We already know how to reduce greenhouse gas emissions. In particular, we already know how to clean up the electricity sector. So we need to get to work post-haste doing the things that we can do right now. (And by the way, investments in efficiency and renewables can actually save us money in the very near term—just the opposite of expensive investments in unproven CCS technology.) In fact, the surest way to make CCS a reality is to force the issue: we should put a hard cap on carbon now, which will unleash a wave of investment into redesigning our energy system. But until there’s a legal limit on climate pollution, the coal industry has every incentive to keep kicking the can down the road..
Berit Mason
According to Amy Myers Jaffe of Rice University this capturing of coal emmissions does not work. She said so on a recent Frontline.Others concurred and it was one conclusion of the program.Forget clean coal and forget this emmissions capture was what I took away from it. Another monumental waste of money like ethanol …
Steve Funk
One of the items in my Christmas Stocking was “Earth, the Sequel,” by Fred Krupp and Miriam Horn of the Environmental Defense Fund. One of the main points of the book was that a cap on emissions would allow the market to sort out the best technology, which is much better than a government mandate for a particular technology. CCS may or may not become a major part of the solution.
David Beebe
Solving the urgent issue of climate change reveals both the double-speak of multinational corporate interests and the double-speak of some “environmentalists” claiming “cap and trade” and “emissions trading” are sufficient tools to save our planet. The deep divisions within the environmental movement are the direct result of foundations eager to lavishly fund “free market environmentalism” such as what EDF,WWF,TNC and other mammoth corporate- funded “non-profits” are employing in their greenspeak.Hopefully, people will begin to wake up and realize it was the deregulated markets that helped create our predicament, and “cap and trade” is as duplicitous and ineffectual as “clean coal”.
Steve Funk
So you want the government to decide how to reduce emissions? I’ve got it—corn ethanol. Cap and trade is not deregulation. It is one big regulation—though shalt not emit more than xx CO2. Actually, I do agree with you that the trade part of cap and trade is susceptible to scams. A high carbon tax might be better. But the main point of Krupp’s book remains unchallenged. Government does not have any way of knowing which technology to reduce CO2 emissions will turn out to be effective, economically feasible and scalable. the “how to” is something the market should sort out.
David Beebe
No, I don’t want the corporate-controlled government, nor the “market” to decide how to reduce emissions, I want the people (“of,for,and by the people…”), informed by our most credible scientists to decide how to reduce emissions. The problem is, they are routinely overruled.I didn’t endorse corn ethanol—free marketeers do– nor did I claim Cap and Trade is a product of deregulation. Actually, cap and trade is RE-regulation, actively pushed by free marketeers such as Krupp.As far as “unchallenged” goes, Horn’s and Krupp’s thesis was eviscerated by Alan Greenspan himself, after recently admitting to the world there are structural failures in the foundation of free market theory which have led to our present global economic and ecological collapse. I urge you to follow the money.

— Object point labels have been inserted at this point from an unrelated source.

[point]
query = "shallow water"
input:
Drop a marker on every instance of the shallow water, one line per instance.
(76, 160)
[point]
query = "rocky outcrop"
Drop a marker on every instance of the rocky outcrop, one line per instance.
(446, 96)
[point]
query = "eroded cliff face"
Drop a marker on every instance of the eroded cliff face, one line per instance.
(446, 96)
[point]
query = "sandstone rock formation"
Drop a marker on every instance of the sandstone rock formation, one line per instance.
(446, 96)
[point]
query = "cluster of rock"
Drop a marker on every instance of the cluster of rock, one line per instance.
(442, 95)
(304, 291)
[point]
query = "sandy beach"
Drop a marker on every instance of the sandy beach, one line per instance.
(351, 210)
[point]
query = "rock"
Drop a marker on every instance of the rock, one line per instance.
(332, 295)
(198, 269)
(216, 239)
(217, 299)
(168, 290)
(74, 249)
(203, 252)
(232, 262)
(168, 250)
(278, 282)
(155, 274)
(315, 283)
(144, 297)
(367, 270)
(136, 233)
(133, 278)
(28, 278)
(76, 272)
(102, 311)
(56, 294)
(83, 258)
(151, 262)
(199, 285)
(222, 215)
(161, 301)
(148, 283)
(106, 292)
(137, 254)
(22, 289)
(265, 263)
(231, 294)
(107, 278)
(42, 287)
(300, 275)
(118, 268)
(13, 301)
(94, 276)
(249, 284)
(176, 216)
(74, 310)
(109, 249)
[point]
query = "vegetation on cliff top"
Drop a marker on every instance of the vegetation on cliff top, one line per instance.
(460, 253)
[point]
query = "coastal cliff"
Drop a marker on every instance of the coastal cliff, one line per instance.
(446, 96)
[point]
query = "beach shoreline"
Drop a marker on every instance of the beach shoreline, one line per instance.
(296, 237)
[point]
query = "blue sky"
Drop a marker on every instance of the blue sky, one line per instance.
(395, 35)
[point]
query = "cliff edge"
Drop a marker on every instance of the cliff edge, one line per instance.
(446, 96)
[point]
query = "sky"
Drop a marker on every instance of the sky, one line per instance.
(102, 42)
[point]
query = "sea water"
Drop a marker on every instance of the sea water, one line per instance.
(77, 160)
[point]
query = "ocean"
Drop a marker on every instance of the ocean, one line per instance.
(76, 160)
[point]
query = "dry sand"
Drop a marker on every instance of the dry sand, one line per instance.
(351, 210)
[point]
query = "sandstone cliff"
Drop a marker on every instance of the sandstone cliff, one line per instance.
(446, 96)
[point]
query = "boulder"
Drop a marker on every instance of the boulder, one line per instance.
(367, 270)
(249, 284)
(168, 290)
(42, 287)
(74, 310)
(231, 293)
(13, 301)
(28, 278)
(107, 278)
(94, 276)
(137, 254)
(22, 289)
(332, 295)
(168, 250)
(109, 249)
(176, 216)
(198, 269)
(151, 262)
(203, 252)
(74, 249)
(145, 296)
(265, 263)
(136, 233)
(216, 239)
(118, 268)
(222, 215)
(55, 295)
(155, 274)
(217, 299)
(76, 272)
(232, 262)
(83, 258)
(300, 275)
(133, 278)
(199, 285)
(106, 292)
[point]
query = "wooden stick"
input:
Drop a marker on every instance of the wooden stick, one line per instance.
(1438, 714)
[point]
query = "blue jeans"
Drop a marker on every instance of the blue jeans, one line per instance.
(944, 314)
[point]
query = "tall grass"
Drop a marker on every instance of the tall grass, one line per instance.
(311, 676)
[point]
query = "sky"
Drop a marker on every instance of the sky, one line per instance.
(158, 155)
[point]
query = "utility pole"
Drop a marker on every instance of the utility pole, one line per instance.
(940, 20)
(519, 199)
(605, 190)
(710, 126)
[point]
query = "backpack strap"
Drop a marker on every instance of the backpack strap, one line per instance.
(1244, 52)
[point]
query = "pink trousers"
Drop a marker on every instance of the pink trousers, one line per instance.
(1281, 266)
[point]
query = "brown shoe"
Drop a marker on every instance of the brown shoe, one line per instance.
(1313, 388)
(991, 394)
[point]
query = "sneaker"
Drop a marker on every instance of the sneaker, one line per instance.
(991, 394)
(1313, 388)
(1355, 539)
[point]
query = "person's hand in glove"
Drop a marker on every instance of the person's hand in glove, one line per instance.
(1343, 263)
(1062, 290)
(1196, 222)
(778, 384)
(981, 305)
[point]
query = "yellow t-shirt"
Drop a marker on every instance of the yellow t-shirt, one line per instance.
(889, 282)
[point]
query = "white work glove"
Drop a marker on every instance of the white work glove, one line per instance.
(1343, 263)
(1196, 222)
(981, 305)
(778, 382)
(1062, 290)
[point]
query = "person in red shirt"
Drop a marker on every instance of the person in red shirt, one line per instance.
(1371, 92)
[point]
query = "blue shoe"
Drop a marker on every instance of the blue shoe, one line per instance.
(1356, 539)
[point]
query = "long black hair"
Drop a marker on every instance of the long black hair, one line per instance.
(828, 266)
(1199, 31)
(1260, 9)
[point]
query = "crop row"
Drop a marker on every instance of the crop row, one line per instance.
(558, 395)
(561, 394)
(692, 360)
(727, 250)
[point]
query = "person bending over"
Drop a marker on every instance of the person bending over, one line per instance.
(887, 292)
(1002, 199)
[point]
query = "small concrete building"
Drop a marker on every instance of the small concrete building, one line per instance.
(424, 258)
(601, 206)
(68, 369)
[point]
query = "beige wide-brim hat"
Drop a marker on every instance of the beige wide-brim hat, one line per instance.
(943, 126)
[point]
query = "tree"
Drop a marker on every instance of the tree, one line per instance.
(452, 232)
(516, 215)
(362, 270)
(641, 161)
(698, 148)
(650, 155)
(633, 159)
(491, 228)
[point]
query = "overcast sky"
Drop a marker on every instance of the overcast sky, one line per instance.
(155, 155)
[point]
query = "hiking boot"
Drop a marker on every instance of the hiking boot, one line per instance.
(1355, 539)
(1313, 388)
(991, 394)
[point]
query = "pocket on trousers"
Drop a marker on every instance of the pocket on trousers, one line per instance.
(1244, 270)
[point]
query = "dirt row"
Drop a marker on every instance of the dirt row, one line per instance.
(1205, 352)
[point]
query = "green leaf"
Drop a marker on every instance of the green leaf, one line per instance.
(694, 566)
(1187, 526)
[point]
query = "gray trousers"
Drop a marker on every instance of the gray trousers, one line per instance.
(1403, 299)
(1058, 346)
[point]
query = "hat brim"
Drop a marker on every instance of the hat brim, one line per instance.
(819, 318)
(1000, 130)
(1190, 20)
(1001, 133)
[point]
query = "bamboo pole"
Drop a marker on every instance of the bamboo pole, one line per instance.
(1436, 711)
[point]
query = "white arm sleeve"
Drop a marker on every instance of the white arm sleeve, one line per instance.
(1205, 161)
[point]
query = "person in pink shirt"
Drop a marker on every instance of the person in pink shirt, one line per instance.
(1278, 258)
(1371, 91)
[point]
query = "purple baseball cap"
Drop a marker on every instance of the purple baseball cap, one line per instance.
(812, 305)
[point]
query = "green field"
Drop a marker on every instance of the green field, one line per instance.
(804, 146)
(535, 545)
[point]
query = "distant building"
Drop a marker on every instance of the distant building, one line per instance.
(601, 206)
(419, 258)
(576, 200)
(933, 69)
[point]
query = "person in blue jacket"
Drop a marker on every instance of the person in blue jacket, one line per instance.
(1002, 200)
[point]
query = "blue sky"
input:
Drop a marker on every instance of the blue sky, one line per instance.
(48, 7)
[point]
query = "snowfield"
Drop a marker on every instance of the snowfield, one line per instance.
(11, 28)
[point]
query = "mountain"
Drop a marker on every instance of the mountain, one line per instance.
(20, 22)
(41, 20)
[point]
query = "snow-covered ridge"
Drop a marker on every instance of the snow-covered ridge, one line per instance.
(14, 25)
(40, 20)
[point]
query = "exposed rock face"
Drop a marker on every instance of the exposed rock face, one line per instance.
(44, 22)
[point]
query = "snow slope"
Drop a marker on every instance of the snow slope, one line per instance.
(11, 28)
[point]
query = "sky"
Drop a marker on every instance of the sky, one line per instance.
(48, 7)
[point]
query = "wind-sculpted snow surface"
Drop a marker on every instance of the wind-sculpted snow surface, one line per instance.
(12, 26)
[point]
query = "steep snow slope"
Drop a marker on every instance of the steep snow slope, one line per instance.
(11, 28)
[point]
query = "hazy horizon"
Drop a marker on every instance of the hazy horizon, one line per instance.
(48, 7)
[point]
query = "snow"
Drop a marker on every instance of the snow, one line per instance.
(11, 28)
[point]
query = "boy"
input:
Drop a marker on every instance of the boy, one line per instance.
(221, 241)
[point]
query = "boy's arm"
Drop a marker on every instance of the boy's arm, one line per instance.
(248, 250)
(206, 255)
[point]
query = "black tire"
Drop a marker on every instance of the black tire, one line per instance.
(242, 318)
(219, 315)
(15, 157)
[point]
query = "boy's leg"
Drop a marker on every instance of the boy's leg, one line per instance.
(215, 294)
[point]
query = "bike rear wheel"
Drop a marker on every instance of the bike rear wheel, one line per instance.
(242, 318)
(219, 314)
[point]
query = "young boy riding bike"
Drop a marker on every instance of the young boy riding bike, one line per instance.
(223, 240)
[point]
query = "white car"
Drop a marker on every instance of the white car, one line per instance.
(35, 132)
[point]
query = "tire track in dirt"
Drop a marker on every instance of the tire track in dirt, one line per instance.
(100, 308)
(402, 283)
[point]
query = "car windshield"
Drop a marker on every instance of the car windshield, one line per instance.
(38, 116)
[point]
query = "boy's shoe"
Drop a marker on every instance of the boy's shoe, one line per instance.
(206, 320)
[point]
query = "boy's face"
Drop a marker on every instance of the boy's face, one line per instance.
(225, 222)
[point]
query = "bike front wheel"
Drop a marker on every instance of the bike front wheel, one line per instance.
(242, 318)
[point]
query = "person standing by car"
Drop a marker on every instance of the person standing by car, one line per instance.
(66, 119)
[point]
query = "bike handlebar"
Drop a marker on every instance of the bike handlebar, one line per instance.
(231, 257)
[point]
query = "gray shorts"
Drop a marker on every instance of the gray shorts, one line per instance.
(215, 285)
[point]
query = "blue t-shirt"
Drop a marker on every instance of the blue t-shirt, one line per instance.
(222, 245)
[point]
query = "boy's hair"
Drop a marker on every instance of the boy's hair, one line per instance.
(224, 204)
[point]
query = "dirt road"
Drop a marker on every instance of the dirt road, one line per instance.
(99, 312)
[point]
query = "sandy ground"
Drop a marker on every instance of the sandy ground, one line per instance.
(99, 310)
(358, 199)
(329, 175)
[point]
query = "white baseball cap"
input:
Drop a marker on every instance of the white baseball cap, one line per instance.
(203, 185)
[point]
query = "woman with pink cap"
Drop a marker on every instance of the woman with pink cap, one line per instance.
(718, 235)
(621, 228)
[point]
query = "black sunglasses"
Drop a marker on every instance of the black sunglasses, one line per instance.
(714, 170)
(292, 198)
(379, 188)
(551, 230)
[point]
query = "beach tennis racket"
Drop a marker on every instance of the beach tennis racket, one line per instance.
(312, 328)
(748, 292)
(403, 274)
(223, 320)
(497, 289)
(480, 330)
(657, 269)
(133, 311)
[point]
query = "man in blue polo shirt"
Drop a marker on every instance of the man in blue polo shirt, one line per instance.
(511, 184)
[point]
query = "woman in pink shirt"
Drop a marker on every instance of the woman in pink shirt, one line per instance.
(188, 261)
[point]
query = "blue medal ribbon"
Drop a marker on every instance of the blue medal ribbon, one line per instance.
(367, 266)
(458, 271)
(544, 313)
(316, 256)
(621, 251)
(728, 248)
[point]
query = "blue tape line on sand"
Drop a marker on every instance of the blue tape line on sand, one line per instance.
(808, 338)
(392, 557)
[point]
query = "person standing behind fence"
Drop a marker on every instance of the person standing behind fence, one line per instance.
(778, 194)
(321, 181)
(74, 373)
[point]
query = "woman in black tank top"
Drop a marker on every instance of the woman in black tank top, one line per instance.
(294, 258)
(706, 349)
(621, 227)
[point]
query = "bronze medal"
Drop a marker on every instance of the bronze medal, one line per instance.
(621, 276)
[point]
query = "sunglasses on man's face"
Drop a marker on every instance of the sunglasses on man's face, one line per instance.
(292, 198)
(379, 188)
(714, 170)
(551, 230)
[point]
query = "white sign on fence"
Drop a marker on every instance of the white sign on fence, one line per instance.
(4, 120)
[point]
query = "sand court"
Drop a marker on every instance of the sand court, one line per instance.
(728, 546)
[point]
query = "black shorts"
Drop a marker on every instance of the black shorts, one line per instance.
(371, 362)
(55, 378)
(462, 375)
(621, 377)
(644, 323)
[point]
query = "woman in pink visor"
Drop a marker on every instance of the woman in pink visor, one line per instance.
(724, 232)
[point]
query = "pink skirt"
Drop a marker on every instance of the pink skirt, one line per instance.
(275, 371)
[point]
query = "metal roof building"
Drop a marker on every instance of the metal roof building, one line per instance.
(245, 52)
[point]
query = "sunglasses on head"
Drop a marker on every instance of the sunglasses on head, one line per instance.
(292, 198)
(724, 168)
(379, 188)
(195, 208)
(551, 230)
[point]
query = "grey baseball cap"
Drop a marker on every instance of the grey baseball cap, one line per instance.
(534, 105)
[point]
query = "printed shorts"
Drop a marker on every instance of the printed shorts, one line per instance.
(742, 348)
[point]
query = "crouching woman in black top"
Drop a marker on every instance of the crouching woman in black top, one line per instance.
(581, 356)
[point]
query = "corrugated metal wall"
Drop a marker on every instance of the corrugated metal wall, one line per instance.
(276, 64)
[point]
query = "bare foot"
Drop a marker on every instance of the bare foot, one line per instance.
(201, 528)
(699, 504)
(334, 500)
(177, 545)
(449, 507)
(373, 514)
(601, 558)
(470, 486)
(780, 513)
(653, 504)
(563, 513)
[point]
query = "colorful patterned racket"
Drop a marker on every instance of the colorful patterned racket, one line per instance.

Krupp’s EDF is lavishly funded by multi-national energy corporations, and others invested in the status quo, most of which are global warming deniers pushing a plan”B” that is too little, too late: cap and trade, “American ingenuity”,fuzzy Mcmiracles.I heartily agree with you, a carbon tax is essential. Dr. James Hansen also agrees. His solution is a progressive carbon tax, the dividends of which, would go directly back to the people! That’s right, direct deposits to our bank accounts, bypassing congress, lobbyists, etc. It would entice illegal immigrants to get legal in order to score the dividends, because everyone pays the tax every time they consume products using fossil fuel: food, transportation, clothing, packaging, etc.There’s a way out of this mess, but not Horn and Krupp’s way. It will take an informed, energized populace to demand our government implement policies based upon the best scientific advice, ASAP.